Кто он такой, мы узнали 28 июля 1956 г., когда в «Литературной газете» была напечатана статья Ильи Эренбурга «О стихах Бориса Слуцкого». Эренбург открыл нам глаза на поэта, который все время был рядом с нами и сущность которого мы, как сейчас выражаются, «в упор не видели». Внешне в наших отношениях почти ничего не изменилось. Он опять читал свое, опять требовательно спрашивал: «Ну как?» Но теперь-то мы стали умные. Теперь мы гордились, что наше мнение что-то для него значит. И его высказывания о театре, по-прежнему редкие, теперь уж мимо ушей не пропускали.

В 1957 году в Москве гастролировал брехтовский «Берлинер ансамбль». Слуцкого эти спектакли, особенно «Кавказский меловой круг», привели в большое возбуждение, Брехт вообще был ему духовно сродни.
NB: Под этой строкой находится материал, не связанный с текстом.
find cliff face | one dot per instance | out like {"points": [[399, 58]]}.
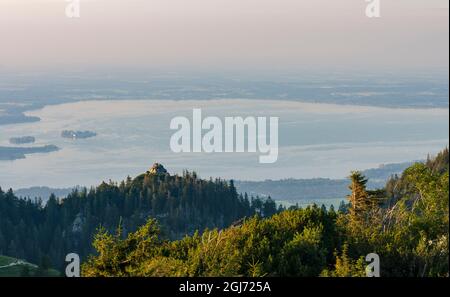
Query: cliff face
{"points": [[157, 169]]}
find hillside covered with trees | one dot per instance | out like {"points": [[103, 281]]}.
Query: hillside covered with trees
{"points": [[406, 224], [181, 204]]}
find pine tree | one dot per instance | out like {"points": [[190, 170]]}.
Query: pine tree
{"points": [[359, 199]]}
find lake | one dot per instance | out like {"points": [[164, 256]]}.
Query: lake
{"points": [[316, 140]]}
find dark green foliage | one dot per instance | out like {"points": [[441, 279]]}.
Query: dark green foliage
{"points": [[410, 235], [181, 204]]}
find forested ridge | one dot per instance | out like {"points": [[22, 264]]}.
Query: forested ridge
{"points": [[182, 204], [406, 224], [159, 224]]}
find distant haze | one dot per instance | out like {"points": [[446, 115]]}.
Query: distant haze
{"points": [[222, 34]]}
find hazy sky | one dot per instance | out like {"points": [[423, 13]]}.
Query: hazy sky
{"points": [[224, 34]]}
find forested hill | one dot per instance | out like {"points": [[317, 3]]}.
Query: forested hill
{"points": [[181, 204], [406, 225]]}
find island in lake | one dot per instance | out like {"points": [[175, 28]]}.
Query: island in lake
{"points": [[22, 140], [77, 134], [14, 153]]}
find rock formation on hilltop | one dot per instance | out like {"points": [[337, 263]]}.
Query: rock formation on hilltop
{"points": [[157, 169]]}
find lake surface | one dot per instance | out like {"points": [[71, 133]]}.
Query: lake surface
{"points": [[316, 140]]}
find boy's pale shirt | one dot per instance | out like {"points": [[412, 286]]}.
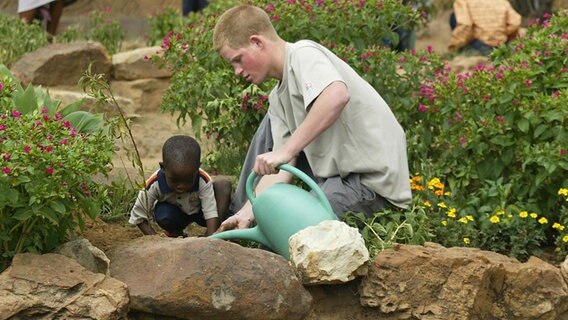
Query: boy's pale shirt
{"points": [[190, 203]]}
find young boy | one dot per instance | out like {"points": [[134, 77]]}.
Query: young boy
{"points": [[180, 193], [323, 118]]}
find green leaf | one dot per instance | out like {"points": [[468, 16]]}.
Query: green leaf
{"points": [[26, 101], [58, 206], [75, 106], [23, 214]]}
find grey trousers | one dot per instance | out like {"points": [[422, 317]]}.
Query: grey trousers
{"points": [[344, 194]]}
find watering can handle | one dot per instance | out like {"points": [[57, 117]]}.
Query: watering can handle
{"points": [[298, 173]]}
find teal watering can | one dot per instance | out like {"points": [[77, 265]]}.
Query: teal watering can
{"points": [[281, 211]]}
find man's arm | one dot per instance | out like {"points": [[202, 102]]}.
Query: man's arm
{"points": [[325, 110], [463, 33]]}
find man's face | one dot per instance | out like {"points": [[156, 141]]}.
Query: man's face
{"points": [[180, 178], [247, 62]]}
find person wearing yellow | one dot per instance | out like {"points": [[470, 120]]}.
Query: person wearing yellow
{"points": [[482, 25]]}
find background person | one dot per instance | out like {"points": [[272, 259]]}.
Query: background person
{"points": [[48, 10], [180, 193]]}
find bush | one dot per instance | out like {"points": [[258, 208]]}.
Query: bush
{"points": [[48, 156], [19, 38]]}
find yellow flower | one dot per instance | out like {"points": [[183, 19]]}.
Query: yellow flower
{"points": [[558, 226]]}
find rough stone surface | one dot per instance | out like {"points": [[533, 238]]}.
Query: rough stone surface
{"points": [[200, 278], [52, 286], [433, 282], [87, 255], [62, 63], [328, 253]]}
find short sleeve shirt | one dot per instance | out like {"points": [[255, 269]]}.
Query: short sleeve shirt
{"points": [[366, 139]]}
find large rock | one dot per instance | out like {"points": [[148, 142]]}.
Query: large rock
{"points": [[52, 286], [67, 97], [329, 253], [436, 283], [201, 278], [136, 64], [146, 94], [62, 64], [87, 255]]}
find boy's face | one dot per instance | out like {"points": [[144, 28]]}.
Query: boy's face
{"points": [[180, 178], [248, 62]]}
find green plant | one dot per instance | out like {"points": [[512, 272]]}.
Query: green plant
{"points": [[48, 156], [162, 23], [19, 38]]}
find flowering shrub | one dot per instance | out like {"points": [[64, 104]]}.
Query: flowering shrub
{"points": [[19, 38], [48, 156]]}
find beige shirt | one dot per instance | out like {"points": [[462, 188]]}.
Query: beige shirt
{"points": [[366, 139], [490, 21]]}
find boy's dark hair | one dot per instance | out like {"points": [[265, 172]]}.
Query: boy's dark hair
{"points": [[182, 150]]}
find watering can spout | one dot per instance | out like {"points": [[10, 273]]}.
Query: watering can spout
{"points": [[253, 234]]}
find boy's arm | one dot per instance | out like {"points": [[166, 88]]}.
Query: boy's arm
{"points": [[209, 206], [140, 213]]}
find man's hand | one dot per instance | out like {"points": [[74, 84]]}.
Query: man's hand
{"points": [[266, 163]]}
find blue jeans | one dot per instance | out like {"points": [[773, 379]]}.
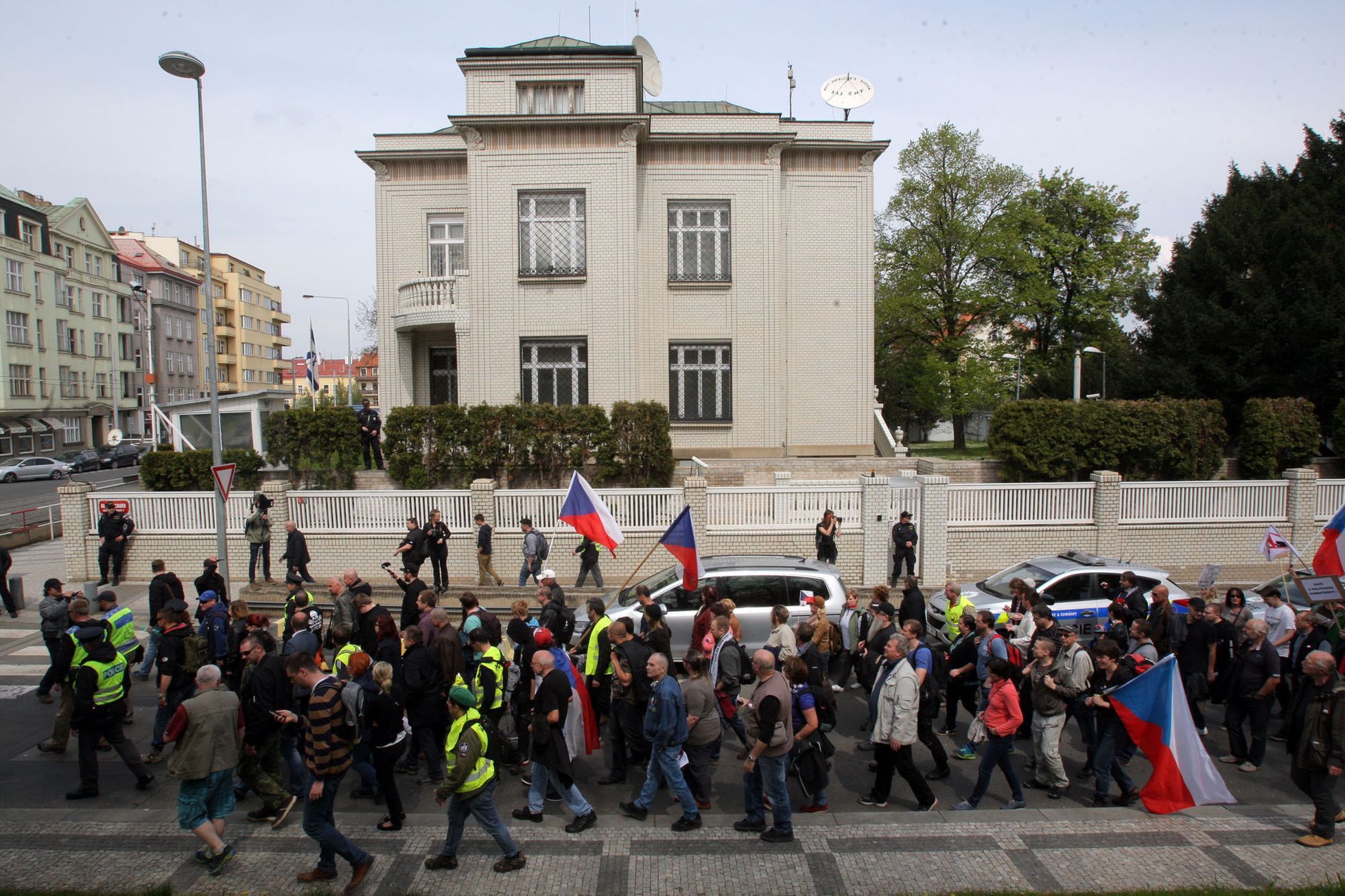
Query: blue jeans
{"points": [[997, 754], [769, 773], [1111, 740], [482, 806], [537, 792], [319, 824], [664, 766]]}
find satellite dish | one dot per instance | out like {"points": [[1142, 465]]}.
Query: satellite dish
{"points": [[846, 92], [653, 71]]}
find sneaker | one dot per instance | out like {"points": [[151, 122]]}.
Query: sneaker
{"points": [[685, 824], [218, 861], [283, 812], [441, 862], [581, 824]]}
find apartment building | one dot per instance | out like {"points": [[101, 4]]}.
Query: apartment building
{"points": [[67, 355], [171, 366], [567, 241]]}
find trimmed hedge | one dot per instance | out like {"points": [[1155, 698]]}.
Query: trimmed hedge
{"points": [[319, 446], [1277, 434], [451, 445], [168, 470], [1051, 440]]}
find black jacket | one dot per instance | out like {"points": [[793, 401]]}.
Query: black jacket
{"points": [[266, 689]]}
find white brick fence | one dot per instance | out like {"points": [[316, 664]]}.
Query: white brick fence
{"points": [[966, 530]]}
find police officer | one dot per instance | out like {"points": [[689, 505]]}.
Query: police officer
{"points": [[904, 541], [370, 425], [123, 637], [113, 530], [101, 685]]}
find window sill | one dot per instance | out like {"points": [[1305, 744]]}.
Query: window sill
{"points": [[549, 279], [700, 284]]}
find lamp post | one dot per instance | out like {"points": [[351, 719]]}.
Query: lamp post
{"points": [[350, 385], [1017, 379], [183, 65], [1091, 350]]}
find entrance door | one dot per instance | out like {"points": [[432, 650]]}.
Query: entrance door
{"points": [[443, 375]]}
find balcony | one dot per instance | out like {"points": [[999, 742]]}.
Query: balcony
{"points": [[431, 302]]}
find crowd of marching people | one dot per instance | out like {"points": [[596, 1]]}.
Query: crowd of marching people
{"points": [[459, 700]]}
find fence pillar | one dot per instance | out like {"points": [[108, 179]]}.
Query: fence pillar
{"points": [[694, 494], [874, 510], [934, 532], [1301, 498], [75, 522], [1106, 512]]}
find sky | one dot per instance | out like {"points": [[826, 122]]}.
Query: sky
{"points": [[1157, 99]]}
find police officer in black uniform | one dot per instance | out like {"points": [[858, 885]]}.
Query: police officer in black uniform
{"points": [[370, 427], [113, 530], [904, 541]]}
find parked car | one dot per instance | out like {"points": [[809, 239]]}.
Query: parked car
{"points": [[78, 460], [1079, 587], [755, 583], [121, 455], [15, 470]]}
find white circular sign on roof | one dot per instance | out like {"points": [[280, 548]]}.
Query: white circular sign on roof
{"points": [[846, 92]]}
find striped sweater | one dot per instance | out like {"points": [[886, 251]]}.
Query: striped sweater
{"points": [[326, 755]]}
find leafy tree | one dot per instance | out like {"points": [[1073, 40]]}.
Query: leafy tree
{"points": [[939, 283], [1079, 260], [1251, 302]]}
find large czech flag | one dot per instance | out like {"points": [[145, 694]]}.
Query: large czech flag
{"points": [[1153, 708], [681, 543], [1331, 556], [587, 513]]}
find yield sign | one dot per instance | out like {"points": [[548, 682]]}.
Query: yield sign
{"points": [[225, 478]]}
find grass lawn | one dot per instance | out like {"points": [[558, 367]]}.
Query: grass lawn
{"points": [[944, 449]]}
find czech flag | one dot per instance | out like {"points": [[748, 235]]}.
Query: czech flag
{"points": [[1153, 708], [681, 543], [1331, 556], [589, 517]]}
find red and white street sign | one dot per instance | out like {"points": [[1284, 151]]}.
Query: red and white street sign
{"points": [[225, 478]]}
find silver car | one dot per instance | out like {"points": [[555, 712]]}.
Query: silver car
{"points": [[1079, 587], [14, 470], [753, 583]]}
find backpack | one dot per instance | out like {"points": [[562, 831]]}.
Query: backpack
{"points": [[491, 623], [196, 653]]}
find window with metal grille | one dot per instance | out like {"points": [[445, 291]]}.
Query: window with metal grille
{"points": [[550, 233], [447, 245], [701, 381], [550, 99], [554, 372], [699, 241]]}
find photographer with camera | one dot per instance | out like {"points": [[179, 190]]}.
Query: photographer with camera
{"points": [[826, 536]]}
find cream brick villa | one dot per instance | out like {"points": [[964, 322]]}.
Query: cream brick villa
{"points": [[568, 241]]}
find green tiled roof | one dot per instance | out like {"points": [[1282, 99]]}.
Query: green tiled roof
{"points": [[697, 108], [554, 40]]}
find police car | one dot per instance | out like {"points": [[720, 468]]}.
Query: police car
{"points": [[1077, 585]]}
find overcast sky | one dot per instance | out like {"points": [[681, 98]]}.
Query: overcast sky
{"points": [[1157, 99]]}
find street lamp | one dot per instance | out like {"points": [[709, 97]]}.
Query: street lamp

Поэтому я нисколько не удивился, когда узнал, что все зонги и стихи для постановки «Доброго человека из Сезуана», с которой начался театр Юрия Любимова на Таганке, написаны Слуцким. Потом я увидел его на репетициях «Павших и живых». В этом спектакле военные стихи Слуцкого читал Вениамин Смехов.

— Тебе нравится, как он читает? — спросил я Бориса.

— Хорошо читает, — ответил он. — И вообще, это вот — мой театр. Это вот — настоящий театр.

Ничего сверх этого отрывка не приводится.